There is also some specific information to be aware of if undergoing knee meniscal surgery:
- If the meniscus is stitched the repair can fail at a later date which can lead to the need for further surgery.
- A meniscus transplant too can fail at a later date.
- If a meniscus transplant is undertaken, there is a very small risk of immune system rejecting the tissue.
Following your meniscal repair surgery you will be returned to your room and monitored by members of our nursing staff.
Immediately after surgery, you will have a tight bandage on the knee which will limit the movement available to your knee. Prior to initially weight bearing our specialist physiotherapists will visit you and supervise your transfer out of bed in to sitting and standing as well as supervise you walking for the first time.
If a meniscal repair has been undertaken, there will often be a period of 2-4 weeks following surgery when you are asked to remain partial weight bearing on the operated leg. If a meniscal transplant has been undertaken, there may also be a brace applied to your knee for the first 2 weeks. Both of these protocols are adhered to protect the repair or transplant during the healing process.
Our physiotherapists will visit you, assess your pain levels, assess the activity in your thigh muscles (quadriceps), as well as discuss any weight bearing protocols with you prior to assisting you in transferring from your bed. Our experienced physiotherapists will issue you with some elbow crutches for offloading your weight appropriately and controlling your pain levels when walking.
Depending on the time of your surgery and the exact nature of the surgery undertaken you will often be discharged home on the day of your surgery or the following day. Some patients may opt to stay as an inpatient for longer to continue in house rehabilitation at our state of the art Circle Rehabilitation centre.
Our specialist surgeons will review you prior to your discharge from hospital and approximately two weeks following your surgery. At this appointment, patients will also see a member of Circle Health’s orthopaedic nursing staff which will examine the wound and extract any stitches remaining.
Once your weight bearing status is unrestricted and your pain levels are under control, our specialist physiotherapists will advise you how to progress your flexibility and strengthening exercises appropriately.

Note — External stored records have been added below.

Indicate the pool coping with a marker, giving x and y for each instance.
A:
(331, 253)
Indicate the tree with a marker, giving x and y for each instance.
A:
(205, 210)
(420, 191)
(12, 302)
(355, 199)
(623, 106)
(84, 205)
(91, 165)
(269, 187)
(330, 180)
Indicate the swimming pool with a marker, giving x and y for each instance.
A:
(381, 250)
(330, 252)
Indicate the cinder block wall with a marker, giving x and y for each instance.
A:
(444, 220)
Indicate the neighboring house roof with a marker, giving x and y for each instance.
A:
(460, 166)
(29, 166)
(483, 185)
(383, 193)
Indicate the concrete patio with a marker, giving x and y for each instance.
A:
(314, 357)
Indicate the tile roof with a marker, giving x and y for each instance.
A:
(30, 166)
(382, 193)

Progressions of the strengthening exercises will normally involve some light exercising on a static cycle in the gym and progressing exercises to those involving weight bearing. These exercises, known as compound exercises more quickly achieve strength in the operated knee to enable you to walk, sit to stand and climb stairs more effectively. Some examples of these exercises are listed below:
- Sit to stand repeats
- Wall squats
- Low step up
Depending on your specific goals around your occupation or return to sports, our physiotherapists will advise you on further specific rehabilitation and fitness drills to enable you to safely achieve your goals.